According to writer Andrew Bostom, who is tracking coronavirus outbreaks on American campuses using their own reported data, only three students had been hospitalized as of Oct. 5. Only two were hospitalized in September, and no students have died from the virus from the 50 colleges being monitored.

According to AL.com on Friday, a local Alabama news site, cases of the Wuhan virus at the University of Alabama saw their fourth consecutive week of decline. Twenty-four cases were confirmed over the prior seven-day period, after 48 cases were reported the week before. The university, home to nearly 40,000 students, has now seen almost 2,400 cases since the fall semester kicked off on Aug. 19.

While no deaths have been reported on the campuses tracked by Bostom, American campuses have still suffered fatalities from the novel virus. According to the coronavirus campus tracker by the New York Times tracking more than 1,600 colleges, at least 70 deaths have been linked to higher education institutions since the start of the pandemic. The Times critically notes however, that most of the campus deaths occurred in the spring and involved employees, not students.

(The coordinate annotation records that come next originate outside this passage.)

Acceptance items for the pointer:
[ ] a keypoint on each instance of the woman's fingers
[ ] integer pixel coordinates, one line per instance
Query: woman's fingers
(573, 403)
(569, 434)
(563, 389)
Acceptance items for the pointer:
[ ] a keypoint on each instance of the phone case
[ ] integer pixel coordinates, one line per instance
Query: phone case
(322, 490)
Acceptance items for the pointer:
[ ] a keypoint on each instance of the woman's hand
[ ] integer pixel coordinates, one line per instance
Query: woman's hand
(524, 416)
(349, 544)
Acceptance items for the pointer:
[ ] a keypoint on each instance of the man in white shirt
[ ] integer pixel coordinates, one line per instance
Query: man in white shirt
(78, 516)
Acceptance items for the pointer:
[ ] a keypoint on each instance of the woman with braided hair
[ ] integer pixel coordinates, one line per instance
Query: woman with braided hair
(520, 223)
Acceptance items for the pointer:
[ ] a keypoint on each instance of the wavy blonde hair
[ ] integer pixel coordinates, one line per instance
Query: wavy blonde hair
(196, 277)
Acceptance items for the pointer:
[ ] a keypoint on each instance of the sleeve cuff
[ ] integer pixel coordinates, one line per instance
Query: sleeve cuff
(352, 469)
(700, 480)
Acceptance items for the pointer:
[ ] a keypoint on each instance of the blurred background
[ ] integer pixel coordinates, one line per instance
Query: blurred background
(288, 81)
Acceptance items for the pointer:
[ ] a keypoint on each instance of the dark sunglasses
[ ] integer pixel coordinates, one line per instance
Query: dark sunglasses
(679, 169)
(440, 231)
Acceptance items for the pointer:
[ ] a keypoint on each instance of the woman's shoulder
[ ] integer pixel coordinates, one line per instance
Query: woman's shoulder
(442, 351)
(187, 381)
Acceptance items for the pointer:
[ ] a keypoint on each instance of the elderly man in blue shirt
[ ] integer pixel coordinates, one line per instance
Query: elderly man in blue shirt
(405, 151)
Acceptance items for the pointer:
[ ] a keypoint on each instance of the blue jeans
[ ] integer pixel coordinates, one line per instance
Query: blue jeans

The dismally-low fatality data among American college students underscores how little threat the virus poses to individuals aged 18-24. Despite thousands of students still testing positive, a mere fraction have succumbed to the lethal consequences of a virus shown to take a disproportionate toll on older demographics. According to the Centers for Disease Control’s “current best estimate,” those aged 19 and younger possess a 99.99 percent chance of survival. Those aged between 20 and 49 face a 99.98 percent chance.

Hysterical media coverage however, has convinced Americans they are dealing with a virus more dangerous than it really is, prompting lawmakers to keep in place strict lockdowns leading to greater public health consequences than the virus itself. Such lockdown measures have raised concern among prominent public health professionals, leading more than 8,000 medical experts to sign the “The Great Barrington Declaration” which urges policymakers to pursue a more targeted approach to the pandemic by protecting the vulnerable while lifting restrictions on the rest of the population.

“As infectious disease epidemiologists and public health scientists we have grave concerns about the damaging physical and mental health impacts of the prevailing COVID-19 policies,” doctors from Harvard, Stanford, and Oxford wrote, citing lower childhood vaccination rates, worsening cardiovascular disease outcomes, fewer cancer screenings, and deteriorating mental health. “The most compassionate approach that balances the risks and benefits of reaching herd immunity is to allow those who are at minimal risk of death to live their lives normally to build up immunity to the virus through natural infection, while better protecting those who are at highest risk.”